Both titles also featured Loma's successor River Johnson. He was a normal teenage outcast in the small suburban town that Loma Shade was transported to after stealing the M-Vest. River, finding out that Loma was an alien in disguise, became her friend and confidant.

== Other versions ==
- An alternate universe version of Shade appears in Kingdom Come.
- An alternate universe version of Shade appears in JLA: The Nail as a member of the Outsiders.

==Collected editions==
The original Steve Ditko series is collected in The Steve Ditko Omnibus Vol. 1 (2011).

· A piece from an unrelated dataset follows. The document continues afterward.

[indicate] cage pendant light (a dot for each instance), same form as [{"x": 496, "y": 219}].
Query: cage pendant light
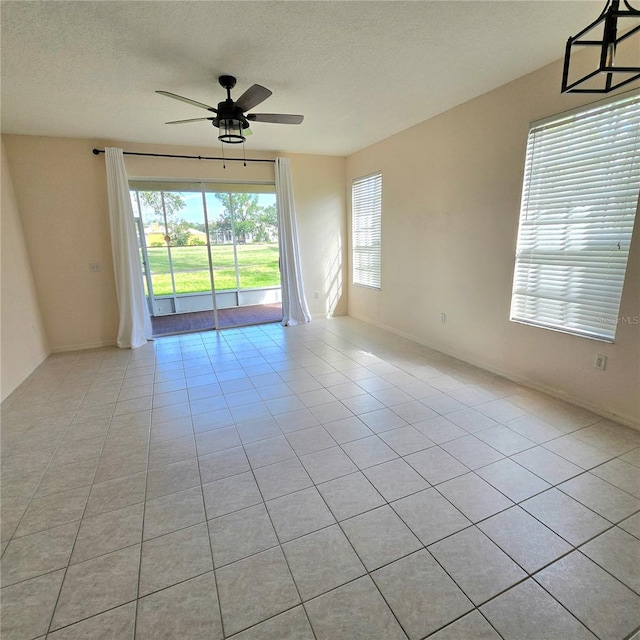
[{"x": 605, "y": 55}]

The Vertigo series was collected into trade paperbacks:

- Volume 1: The American Scream (168 pages, collects #1-6, 2003, Titan Books, ISBN 1-84023-716-3, DC Comics, ISBN 1-4012-0046-X, DC version resolicited 2009, reprint, Titan, December 2009, ISBN 1-84856-500-3)
- Volume 2: The Edge of Vision (192 pages, collects #7-13, DC Comics, November 2009, ISBN 1-4012-2539-X, Titan Books, January 2010, ISBN 1-84856-501-1)
- Volume 3: Scream Time (176 pages, collects #14-19, DC Comics, July 2010, ISBN 1-4012-2768-6)

The Young Animal series was collected into three trade paperbacks:

- Shade, the Changing Girl Volume 1: Earth Girl Made Easy (144 pages, collects #1-6, DC Comics, 2017, DC Comics, ISBN 9781401270995)
- Shade, the Changing Girl Volume 2: Little Runaway (168 pages, collects #7-12, DC Comics, 2018, ISBN 9781401275457)
- Shade, the Changing Woman (168 pages, collects #1-6, DC Comics, 2019, ISBN 9781401285708)

==In other media==
- Shade appears in a self-titled episode of DC Nation Shorts, voiced by Benjamin Diskin.
- Shade makes a non-speaking appearance in Justice League: The Flashpoint Paradox.
- Shade appears as a character summon in Scribblenauts Unmasked: A DC Comics Adventure.